Monday, 14 December 2015
Poster Hall (Moscone South)
Caroline Plain1,2, Emilie Delogu1,2, Bernard Longdoz1,2, Daniel Epron1,2, Jacques Ranger3 and UMR Forest Ecology and Ecophysiology , (1)University of Lorraine Nancy, Nancy Cedex, France, (2)INRA Nancy-Lorraine, Champenoux, France, (3)INRA Nancy-Lorraine, UR BEF, Champenoux, France
Forest soils host methanotrophic bacterial communities that make them a major methane sink worldwide. Soil compaction resulting from mechanization of forest operations is first affecting soil macroporosity, and thus gas and water transfer within the soil, leading to a reduced oxygenation of the soil. This reduction of soil aeration is expected to reduce the methanotrophic activity leading thus to less CH4 oxidation and more CH4 production, affecting the overall soil CH4budget.
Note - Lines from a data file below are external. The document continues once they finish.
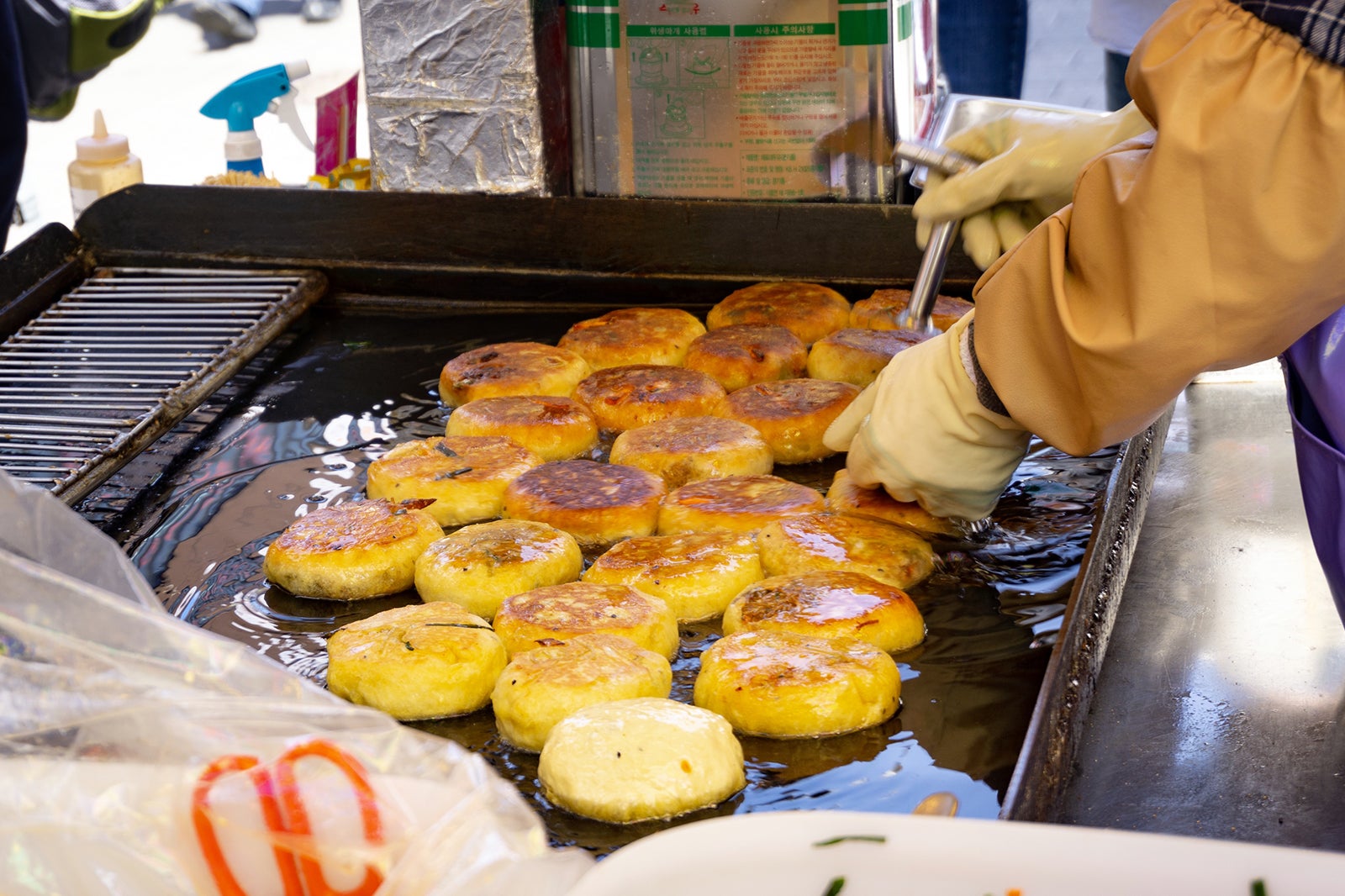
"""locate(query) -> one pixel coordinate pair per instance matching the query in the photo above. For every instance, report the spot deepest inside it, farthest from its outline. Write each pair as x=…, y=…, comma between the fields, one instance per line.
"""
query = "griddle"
x=1019, y=615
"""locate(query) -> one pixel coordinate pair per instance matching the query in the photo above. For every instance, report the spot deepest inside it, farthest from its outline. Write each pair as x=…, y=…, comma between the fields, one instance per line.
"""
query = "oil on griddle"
x=354, y=380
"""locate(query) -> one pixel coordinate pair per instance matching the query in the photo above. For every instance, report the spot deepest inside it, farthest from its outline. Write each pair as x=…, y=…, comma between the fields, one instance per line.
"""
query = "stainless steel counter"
x=1221, y=708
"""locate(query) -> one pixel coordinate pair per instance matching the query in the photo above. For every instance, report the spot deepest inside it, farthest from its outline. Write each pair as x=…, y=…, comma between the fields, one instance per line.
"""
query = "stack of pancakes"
x=553, y=572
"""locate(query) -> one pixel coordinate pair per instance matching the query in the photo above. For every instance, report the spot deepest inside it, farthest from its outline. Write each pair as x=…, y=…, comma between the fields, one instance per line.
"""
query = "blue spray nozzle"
x=242, y=101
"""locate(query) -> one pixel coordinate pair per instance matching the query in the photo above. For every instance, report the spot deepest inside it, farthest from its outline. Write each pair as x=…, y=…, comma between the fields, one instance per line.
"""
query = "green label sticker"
x=862, y=27
x=799, y=30
x=905, y=22
x=592, y=29
x=677, y=31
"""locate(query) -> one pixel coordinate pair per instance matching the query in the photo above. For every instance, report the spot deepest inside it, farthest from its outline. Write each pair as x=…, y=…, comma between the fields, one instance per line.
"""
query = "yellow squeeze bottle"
x=103, y=165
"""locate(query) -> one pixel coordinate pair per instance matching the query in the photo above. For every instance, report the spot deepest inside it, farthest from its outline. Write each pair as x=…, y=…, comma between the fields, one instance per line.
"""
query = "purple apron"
x=1315, y=373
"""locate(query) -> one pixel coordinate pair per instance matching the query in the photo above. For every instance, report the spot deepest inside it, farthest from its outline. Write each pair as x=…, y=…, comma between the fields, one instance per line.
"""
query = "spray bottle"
x=242, y=101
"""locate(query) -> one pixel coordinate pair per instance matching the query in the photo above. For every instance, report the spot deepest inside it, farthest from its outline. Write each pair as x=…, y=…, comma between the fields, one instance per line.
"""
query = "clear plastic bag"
x=143, y=755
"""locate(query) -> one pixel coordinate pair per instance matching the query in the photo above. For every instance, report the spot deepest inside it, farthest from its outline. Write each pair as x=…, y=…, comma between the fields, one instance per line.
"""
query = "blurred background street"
x=154, y=94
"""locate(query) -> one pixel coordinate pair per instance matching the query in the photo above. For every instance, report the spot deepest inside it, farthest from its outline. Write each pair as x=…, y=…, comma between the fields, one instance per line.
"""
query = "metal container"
x=1017, y=616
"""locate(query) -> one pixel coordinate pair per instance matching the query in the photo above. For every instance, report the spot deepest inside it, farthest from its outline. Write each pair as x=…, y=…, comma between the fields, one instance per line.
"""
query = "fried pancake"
x=831, y=603
x=744, y=354
x=636, y=394
x=735, y=503
x=696, y=573
x=840, y=541
x=683, y=450
x=477, y=567
x=883, y=309
x=807, y=309
x=351, y=551
x=510, y=369
x=634, y=336
x=466, y=475
x=780, y=683
x=641, y=759
x=844, y=497
x=858, y=356
x=544, y=685
x=598, y=503
x=791, y=414
x=560, y=613
x=551, y=427
x=424, y=661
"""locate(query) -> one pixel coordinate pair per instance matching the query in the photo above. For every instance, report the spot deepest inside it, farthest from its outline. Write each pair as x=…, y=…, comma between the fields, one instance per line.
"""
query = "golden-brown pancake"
x=807, y=309
x=782, y=683
x=636, y=394
x=831, y=603
x=477, y=567
x=858, y=356
x=351, y=551
x=744, y=354
x=883, y=309
x=735, y=503
x=697, y=573
x=466, y=475
x=424, y=661
x=544, y=685
x=791, y=414
x=880, y=549
x=551, y=427
x=598, y=503
x=683, y=450
x=560, y=613
x=844, y=497
x=634, y=336
x=641, y=759
x=510, y=369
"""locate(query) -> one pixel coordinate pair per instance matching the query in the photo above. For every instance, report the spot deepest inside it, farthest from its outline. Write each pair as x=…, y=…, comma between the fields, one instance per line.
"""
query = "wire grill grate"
x=120, y=360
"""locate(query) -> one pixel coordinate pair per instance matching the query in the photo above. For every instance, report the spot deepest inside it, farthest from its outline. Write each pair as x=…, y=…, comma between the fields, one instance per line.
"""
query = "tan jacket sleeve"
x=1212, y=242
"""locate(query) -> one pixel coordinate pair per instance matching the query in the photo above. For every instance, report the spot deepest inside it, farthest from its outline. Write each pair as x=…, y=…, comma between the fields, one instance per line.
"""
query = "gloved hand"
x=1029, y=161
x=921, y=434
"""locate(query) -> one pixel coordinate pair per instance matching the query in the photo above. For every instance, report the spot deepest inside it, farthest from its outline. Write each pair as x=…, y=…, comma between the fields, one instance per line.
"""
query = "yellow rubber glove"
x=921, y=434
x=1029, y=161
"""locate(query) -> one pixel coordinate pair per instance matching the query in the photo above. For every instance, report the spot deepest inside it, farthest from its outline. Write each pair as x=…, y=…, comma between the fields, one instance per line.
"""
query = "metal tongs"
x=930, y=276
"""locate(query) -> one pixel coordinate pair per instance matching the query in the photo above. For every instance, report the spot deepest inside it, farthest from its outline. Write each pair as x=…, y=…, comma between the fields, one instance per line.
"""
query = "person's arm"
x=1212, y=245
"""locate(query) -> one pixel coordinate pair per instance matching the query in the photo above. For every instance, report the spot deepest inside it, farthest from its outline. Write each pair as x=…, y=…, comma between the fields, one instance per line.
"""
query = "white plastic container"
x=103, y=165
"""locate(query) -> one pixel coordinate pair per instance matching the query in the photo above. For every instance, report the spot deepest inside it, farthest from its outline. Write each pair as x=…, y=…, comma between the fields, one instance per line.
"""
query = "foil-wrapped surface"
x=466, y=96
Compaction was applied in 2007 and had created linear ruts. We measured continuously since September 2014, in three different situations (compacted-mound, compacted hollow and control), soil CO2 and CH4 effluxes using closed chamber coupled to a cavity ring down spectrometer in an young oak plantation.

Since December 2015, in addition to these measurements, we have implanted hydrophobic tubes to measure vertical soil profiles of CH4, O2 and CO2 concentrations in the 3 situations.

The soil acts as CH4 sink, with no significant difference in net CH4uptake between control and both hollow and mound in the compacted treatment.

However, the uptake of CH4 was significantly lower for the hollows than for the mounds resulting from both a lower diffusion of CH4 within soil and a higher production of CH4 in deeper layer when the soil is water saturated.